The anxieties present in The Waste Land are present through the multiple voices echoing throughout the poem. The narrator addresses “we” then shifts to “I” and then “you.” Figuring out who the poem is addressing most of the time is confusing and blurs the line between which aspects of the anxieties of the war pertain to only the “I” part of the narrator. The echo of the “us” I hear addressed in the poem, is interesting because it shows the emotions and actions of everyone as a whole.

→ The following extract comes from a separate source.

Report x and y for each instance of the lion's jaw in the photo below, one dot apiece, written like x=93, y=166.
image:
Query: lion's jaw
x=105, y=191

The chain of thought throughout the poem describes the chaos and mixed emotions about the war. The poem beings with the narrator stating “April is the cruelest month, / Lilacs out of the dead land, mixing / Memory and desire.” From the phrase, the reader gets the impression that this is the voice of a world war veteran. The veteran warns the reader that he mixes his memory and desire often, as it is seen carried out throughout the poem. He discusses his days at war, then his memory skips around and takes him back to his childhood. His memory skips around and jumbles up his thoughts. What I like most about the idea of the narrator mixing reality with memory is that it expresses how confusing human beings actually are. As humans, we might be walking around town, yet thinking about distant memories, then tuning out the memory to absorb the present.